Bank Insurance Fund (BIF):
- Comprehensive income (net income
plus current period unrealized gains/losses on available-for-sale securities) was $366
million for the six months ending June 30, 2000, increasing the fund balance to $29.8
billion.
- Revenue totaled $941 million for
the six months ending June 30, 2000. The fund earned $899 million in interest on
investments in U.S. Treasury obligations and $24 million in deposit insurance assessments.
- Receivables from bank resolutions
are $425 million at June 30, 2000. This receivable peaked at $27.8 billion in 1992 due to
the large number of bank failures occurring at that time.
- The contingent liability for
anticipated failures increased by $267 million to $581 million during the second quarter
of 2000. While the number of problem banks continues to remain relatively constant, the
financial condition of a small number of banks has deteriorated significantly. The reserve
reflects a relatively low level of risk to the fund; as of June 30, the contingent
liability represents 1.95% of the fund balance.
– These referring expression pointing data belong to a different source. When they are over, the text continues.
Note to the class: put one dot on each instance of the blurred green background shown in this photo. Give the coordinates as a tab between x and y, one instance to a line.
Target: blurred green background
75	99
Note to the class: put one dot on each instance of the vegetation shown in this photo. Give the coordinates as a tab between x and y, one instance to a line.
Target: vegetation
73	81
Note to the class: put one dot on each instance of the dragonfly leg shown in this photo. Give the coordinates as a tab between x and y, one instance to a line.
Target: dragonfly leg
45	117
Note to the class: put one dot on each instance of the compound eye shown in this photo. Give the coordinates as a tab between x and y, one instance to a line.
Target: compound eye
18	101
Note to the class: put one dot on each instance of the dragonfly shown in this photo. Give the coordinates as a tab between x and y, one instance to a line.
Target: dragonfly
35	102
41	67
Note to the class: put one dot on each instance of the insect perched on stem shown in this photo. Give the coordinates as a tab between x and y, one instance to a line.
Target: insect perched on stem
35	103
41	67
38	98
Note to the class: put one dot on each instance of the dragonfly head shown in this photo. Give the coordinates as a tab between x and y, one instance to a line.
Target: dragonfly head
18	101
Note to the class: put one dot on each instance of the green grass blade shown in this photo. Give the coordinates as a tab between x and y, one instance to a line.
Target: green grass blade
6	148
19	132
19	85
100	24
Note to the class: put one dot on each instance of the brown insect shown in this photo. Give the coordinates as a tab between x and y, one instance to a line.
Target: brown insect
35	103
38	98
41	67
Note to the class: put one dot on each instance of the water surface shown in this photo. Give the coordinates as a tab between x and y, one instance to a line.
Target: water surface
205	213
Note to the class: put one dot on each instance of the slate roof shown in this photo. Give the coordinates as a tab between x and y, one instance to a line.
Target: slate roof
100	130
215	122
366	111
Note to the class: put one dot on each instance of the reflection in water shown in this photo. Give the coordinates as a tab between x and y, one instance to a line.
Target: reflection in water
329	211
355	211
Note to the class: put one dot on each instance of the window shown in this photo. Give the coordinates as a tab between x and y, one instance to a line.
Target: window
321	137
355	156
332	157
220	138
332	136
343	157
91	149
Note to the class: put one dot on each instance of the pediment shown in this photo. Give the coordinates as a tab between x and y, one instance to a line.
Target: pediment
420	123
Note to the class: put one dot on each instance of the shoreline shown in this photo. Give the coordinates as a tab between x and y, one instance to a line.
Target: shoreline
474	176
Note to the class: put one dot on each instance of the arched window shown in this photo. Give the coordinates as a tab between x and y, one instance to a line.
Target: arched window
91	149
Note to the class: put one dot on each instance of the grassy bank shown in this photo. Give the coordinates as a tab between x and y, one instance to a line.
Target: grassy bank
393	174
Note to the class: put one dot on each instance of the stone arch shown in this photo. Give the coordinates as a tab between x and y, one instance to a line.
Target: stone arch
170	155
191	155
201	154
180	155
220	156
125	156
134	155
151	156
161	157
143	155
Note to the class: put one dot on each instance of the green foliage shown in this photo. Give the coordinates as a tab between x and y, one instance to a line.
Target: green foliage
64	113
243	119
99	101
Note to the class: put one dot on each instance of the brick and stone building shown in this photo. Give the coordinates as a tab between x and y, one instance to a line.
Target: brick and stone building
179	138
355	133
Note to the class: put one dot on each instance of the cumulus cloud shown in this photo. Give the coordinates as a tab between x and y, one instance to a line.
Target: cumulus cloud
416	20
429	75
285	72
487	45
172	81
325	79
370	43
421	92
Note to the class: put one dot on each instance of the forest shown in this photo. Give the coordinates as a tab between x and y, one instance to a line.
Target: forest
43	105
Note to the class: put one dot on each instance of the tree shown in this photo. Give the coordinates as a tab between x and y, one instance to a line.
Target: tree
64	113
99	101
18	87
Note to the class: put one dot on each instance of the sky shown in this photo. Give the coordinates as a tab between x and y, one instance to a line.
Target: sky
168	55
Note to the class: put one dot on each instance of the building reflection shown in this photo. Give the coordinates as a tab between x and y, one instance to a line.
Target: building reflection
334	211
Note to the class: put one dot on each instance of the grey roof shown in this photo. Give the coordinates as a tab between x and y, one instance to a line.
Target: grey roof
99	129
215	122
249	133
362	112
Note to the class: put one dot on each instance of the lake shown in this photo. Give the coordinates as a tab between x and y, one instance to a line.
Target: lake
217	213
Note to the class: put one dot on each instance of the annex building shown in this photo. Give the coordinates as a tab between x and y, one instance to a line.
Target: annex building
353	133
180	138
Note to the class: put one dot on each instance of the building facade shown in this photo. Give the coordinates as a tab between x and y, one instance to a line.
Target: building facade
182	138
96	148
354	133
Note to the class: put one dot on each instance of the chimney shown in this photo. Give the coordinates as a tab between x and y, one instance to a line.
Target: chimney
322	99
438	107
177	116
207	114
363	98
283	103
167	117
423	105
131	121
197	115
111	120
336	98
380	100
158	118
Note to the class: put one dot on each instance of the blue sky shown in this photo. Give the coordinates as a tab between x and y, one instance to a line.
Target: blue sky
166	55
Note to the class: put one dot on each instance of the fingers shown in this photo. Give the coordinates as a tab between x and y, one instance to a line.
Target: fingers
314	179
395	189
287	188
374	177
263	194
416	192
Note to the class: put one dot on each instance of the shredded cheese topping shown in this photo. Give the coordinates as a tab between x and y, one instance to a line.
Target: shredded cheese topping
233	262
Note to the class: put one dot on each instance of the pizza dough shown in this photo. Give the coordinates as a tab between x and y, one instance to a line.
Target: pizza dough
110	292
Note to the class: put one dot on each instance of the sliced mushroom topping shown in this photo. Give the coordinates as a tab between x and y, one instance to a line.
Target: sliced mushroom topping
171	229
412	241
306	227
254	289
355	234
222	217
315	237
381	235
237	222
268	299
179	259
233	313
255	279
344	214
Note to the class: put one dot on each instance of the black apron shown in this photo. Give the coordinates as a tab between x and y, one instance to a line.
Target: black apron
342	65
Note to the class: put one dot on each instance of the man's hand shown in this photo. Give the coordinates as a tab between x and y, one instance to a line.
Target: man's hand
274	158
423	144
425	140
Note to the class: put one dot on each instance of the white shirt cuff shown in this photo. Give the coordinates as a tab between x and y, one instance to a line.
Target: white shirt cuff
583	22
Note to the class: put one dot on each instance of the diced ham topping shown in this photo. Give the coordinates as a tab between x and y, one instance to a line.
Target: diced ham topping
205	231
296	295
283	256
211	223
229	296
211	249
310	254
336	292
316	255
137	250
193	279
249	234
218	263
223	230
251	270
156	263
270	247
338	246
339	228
- Two BIF-insured institutions
failed during the first six months of 2000. Total assets at failure were $124
million.
Savings Association Insurance Fund (SAIF):
- Comprehensive income was $257
million for the six months ending June 30, 2000, increasing the fund balance to $10.5
billion.
- Revenue totaled $324 million for
the six months ending June 30, 2000. The fund earned $315 million in interest on U.S.
Treasury obligations and $9 million in deposit insurance assessments.
- The contingent liability for
anticipated failures increased by $40 million to $97 million during the second quarter of
2000. While the number of problem thrifts continues to remain relatively constant, the
financial condition of a small number of thrifts has deteriorated significantly. The
reserve reflects a relatively low level of risk to the fund; as of June 30, the contingent
liability represents 0.92% of the fund balance.
- One SAIF-insured thrift failed
during the first six months of 2000. Total assets at failure were $30 million.
Future goodwill litigation
payments cannot be reasonably estimated at this time.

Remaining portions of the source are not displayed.